You said "he chose not to throw money at the problem."
With the staff he had when, exactly?
I mean, if your point is that he shouldn't have stopped at spending over $200M on an ace and non-trivial talent costs for two top relievers, OK, but implying that he decided to stand pat on pitching last winter is alternate-universe stuff.
You're right, I should have said "more" money. If you think I'm trying to say he "stood pat" on the pitching staff, when obviously he spent on Price and traded for Kimbrel and Smith, then you're not reading my words or I'm not typing them effectively. And I think I clearly have stated I'm talking about the rotation.
To be clear - the post I responded to was blaming BC for the pitching staff. DD has been the GM for close to a calendar year now. He made the choice to go into the season relying on Clay and Kelly (and the AAA fodder behind them). You can't blame him for ERod getting hurt, but you also can't give him credit for Wright, so those wash out in my opinion. Ymmv.
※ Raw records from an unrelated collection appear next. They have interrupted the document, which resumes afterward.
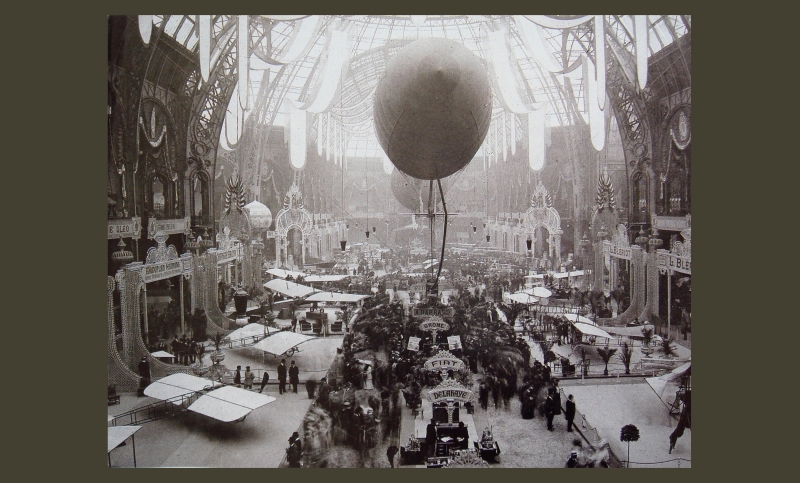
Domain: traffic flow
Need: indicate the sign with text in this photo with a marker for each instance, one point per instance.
(454, 341)
(450, 391)
(131, 228)
(224, 256)
(674, 263)
(671, 223)
(161, 270)
(434, 323)
(169, 227)
(617, 251)
(444, 361)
Clay is what he is. He's hurt and good, or healthy and sucks. Not a new development.
Kelly looked good his final handful of starts last year and was a decent gamble. It crapped out.
Either way - right, wrong or indifferent - the pitching staff is the direct result of DD's decisions in the offseason.
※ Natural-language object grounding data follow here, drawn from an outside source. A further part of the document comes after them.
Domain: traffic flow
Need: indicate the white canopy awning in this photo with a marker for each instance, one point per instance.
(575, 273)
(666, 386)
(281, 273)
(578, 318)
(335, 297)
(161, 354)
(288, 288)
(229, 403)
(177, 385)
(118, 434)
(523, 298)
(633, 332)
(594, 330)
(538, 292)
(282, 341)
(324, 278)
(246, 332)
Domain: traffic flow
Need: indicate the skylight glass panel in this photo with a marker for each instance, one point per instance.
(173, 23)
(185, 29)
It is not the result of anything BC did, which is what I was replying to. If you want to cherry pick and ignore the rather obvious and stated point - and make it seem like I am suggesting he fiddled while Rome burned - knock yourself out.
But yes, he could have signed another starter with more reliability or made another trade. There's a perfectly reasonable argument to be made that he should or should not have. That's not my point.
My point is and was that the current state of pitching is not to be laid on the shoulders of Ben Cherington. It is Dave Dombrowski that is responsible, as he was the one running the show and could do what he wanted. He chose this staff and its results are his to own. There were avenues to address it and he didn't. That was a choice he made - a reasonable one - but not something he was forced into by his predecessor.